The removal of that tax relief is tempting more and more landlords to incorporate their buy to let business as a limited liability company.

As we highlighted in December, almost two-thirds of all landlords owning portfolios of eleven or more buy to let properties intend to purchase any further acquisitions through a limited liability company. Of the remainder – those landlords owning up to ten such properties – 62% also plan to buy through a limited liability company.

Why has there been such a marked shift towards incorporation – and might you be tempted to do the same?

The advantages of incorporation

The Residential Landlords’ Association (RLA) explains that incorporation involves the transfer of ownership from the individual landlord to the company he or she has set up.

With that transfer of ownership, tax liabilities are also transferred to the company.
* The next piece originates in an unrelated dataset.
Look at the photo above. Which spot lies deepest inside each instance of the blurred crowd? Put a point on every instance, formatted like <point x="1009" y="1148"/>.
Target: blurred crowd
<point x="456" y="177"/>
Instead of paying income tax on the profits of the buy to let business, the landlord’s company becomes responsible for corporation tax.

For landlords privately owning buy to let property, income tax on earnings up to £50,000 a year are taxed at the basic rate of 20%; on earnings between £50,000 and £150,000 a year, you are taxed at a rate of 40%; and if you earn more than £150,000, you pay the additional rate of income tax of 45%.

As a limited liability company, on the other hand, the earnings from your portfolio of buy to let properties are taxed at a standard rate of just 19%.

Is it worth it?

Although there are tax advantages in forming a limited liability company for your buy to let business, the savings all depend on the rate at which you would be paying income tax.

Certainly, if you are in the higher or additional tax rate bands – of 40% and 45% respectively – those savings may appear well worth the effort.

If you pay income tax at the basic rate of 20%, however, the 1% saving by switching to corporation tax is doubtful. That is because there are several costs involved in setting up and maintaining a limited liability company:

  • the transfer from private to company ownership of your property, for example, might mean you having to remortgage – and pay the fees involved;
  • there are – relatively modest – legal costs involved in setting up the company, filing annual returns to Companies House and the regular fees you need to pay an accountant;
  • you might also want to maintain a registered legal address for the company – separate from your home address; and
  • might also need to consider setting up a business bank account for the company.

If you own a large portfolio of buy to let properties, are planning to expand, and your earnings take you into higher income tax bands, you may benefit from switching ownership of your portfolio to a limited liability company. If you own a single buy to let property, however, any gain is likely to be offset by the cost of setting up and maintaining a company.